Of course, there are some special but also important applications that transparent polymer solar cells can be specifically preferred, ranging from indoor sensors for the internet of things (IoT) to building-integrated modules. Indoor applications usually operate at low illuminance and consume very low power. In contrast, building-integrated modules are designed to incorporate into or replace traditional roofs and windows to absorb the outdoor sunlight and supply additional power to the building or the other system.
For indoor applications, transparent polymer solar cells have an advantage over inorganic solar cells under weak lighting (0.002 to 0.003 sun, 300 to 500 lux) conditions. Polymer materials have a much higher light extinction coefficient, which refers to a better light absorption ability per unit thickness and lower dependence of output voltage on illuminance, than inorganic solar cells. It means that polymer solar cells can still perform with reasonable efficiency and output power with a thinner layer under a dimmed surrounding without compromising much.
Among all potential outdoor applications, utilizing transparent polymer solar cells in a greenhouse for agricultural applications has more obvious advantages over the traditional module due to the ability of spectrum control.
Agricultural plants utilize specialized pigments to intercept and capture photon energy for growth.
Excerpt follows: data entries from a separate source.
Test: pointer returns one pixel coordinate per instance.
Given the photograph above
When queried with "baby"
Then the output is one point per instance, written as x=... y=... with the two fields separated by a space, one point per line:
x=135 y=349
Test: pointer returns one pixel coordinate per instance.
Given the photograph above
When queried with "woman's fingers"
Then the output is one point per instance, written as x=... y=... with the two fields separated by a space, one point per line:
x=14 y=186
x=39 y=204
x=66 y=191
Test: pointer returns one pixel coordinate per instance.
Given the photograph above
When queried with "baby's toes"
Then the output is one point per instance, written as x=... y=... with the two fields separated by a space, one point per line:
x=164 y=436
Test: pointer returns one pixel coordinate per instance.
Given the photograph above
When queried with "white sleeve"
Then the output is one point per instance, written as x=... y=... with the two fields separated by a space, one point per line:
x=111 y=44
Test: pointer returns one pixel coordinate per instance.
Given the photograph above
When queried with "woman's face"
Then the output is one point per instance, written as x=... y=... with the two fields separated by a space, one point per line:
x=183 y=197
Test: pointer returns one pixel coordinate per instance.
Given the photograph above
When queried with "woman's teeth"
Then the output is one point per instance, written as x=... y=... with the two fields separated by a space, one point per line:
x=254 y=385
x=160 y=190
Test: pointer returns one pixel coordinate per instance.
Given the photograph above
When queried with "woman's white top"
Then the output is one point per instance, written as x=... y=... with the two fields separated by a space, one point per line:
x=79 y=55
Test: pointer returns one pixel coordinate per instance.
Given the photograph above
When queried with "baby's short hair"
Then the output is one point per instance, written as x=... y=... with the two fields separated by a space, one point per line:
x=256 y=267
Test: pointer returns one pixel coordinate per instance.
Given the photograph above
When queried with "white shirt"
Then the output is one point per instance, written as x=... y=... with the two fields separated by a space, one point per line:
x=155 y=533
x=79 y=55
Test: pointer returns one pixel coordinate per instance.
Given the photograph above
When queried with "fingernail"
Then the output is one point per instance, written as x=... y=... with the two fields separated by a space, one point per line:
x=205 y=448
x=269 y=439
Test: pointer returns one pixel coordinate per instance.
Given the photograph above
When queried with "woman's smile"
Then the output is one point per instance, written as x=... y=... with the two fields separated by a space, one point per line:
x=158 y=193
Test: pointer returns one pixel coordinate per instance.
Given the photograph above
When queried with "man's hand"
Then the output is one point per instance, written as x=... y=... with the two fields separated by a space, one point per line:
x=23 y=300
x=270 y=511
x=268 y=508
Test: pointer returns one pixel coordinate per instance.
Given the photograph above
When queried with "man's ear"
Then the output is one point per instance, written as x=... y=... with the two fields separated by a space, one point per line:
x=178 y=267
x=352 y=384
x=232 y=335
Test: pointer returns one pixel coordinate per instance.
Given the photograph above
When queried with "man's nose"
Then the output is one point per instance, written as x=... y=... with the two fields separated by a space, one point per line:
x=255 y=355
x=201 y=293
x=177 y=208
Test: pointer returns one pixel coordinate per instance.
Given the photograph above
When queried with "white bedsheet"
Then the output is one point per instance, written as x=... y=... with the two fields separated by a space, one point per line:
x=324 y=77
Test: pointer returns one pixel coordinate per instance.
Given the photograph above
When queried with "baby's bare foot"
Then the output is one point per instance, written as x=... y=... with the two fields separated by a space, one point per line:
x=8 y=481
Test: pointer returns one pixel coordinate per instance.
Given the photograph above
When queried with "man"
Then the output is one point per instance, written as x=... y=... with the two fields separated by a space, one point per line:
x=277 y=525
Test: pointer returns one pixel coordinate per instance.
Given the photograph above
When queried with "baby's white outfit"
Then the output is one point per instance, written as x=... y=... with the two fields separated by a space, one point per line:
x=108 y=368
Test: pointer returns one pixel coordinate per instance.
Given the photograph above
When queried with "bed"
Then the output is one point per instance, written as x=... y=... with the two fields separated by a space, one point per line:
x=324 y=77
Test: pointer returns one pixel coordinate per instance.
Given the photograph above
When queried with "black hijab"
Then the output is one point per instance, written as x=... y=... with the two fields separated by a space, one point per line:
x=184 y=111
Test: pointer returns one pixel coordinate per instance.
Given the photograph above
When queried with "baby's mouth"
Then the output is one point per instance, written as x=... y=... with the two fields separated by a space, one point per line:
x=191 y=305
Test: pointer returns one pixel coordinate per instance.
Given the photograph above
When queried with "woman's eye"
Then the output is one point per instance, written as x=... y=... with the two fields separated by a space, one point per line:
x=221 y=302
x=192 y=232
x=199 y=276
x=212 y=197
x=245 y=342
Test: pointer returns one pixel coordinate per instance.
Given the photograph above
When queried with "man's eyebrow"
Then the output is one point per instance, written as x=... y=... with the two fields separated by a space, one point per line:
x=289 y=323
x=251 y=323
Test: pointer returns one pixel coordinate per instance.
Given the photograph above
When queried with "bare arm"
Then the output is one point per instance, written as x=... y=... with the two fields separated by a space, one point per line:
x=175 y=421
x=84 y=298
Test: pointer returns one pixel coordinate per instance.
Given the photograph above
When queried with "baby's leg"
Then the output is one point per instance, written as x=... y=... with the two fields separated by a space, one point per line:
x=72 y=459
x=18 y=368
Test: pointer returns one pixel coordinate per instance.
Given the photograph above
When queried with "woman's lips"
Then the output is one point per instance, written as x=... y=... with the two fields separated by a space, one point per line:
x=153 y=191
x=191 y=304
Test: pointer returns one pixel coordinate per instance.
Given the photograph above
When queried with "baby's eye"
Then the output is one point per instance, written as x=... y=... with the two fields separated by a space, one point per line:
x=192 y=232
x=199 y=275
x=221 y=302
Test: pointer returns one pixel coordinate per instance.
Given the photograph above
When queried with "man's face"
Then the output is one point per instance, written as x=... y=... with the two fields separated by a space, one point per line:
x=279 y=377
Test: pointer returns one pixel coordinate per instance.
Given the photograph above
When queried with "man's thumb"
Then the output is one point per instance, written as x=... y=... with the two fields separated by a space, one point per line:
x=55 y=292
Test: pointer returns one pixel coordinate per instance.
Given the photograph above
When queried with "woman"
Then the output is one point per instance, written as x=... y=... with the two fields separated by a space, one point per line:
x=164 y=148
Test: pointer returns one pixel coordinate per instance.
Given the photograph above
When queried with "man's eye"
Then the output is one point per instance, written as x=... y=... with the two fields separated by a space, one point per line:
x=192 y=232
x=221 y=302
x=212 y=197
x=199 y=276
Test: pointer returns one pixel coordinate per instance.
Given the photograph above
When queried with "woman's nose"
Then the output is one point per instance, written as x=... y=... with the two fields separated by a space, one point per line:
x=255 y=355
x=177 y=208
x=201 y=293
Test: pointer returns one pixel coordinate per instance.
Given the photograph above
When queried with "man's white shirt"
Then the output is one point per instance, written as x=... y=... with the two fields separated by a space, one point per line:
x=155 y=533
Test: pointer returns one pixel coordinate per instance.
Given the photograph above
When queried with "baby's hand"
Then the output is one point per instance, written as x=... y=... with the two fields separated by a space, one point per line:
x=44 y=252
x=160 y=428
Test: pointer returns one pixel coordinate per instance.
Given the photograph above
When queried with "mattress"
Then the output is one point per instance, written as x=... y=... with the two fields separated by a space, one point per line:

Within the broad solar light spectrum, the photosynthetically active radiation activates the chlorophyll a and b pigments, transforming light energy into chemical energy for production of carbon molecules (such as sugars) within some specific regions from 400 to 700 nm. The products are then used to construct organs like roots, leaves, stems, flowers, and fruits.
Consequently, solar cells can be designed to capture electromagnetic energy in regions of the spectrum that are not used or used less predominantly for photosynthesis and photomorphogenesis. Therefore, the spectral response of the cell can be tuned to use that section of light as well and maximize the total solar energy conversion efficiency.
Considering this remarkable potential, there is a strong uprising trend for developing polymer solar cells, especially the materials that can achieve both high efficiency and visible transparency. Research groups should also demonstrate methods of scalability to assist in technology transition from laboratory to industry, as well as to demonstrate transparent solar cells in other applications such as agriculture, construction, automobiles, and aviation.
These findings are described in the article entitled Transparent Polymer Photovoltaics for Solar Energy Harvesting and Beyond, recently published in Joule. This work was conducted by Sheng-Yung Chang, Pei Cheng and Yang Yang from the University of California, Los Angeles and Gang Li from the University of Hong Kong Polytechnic University.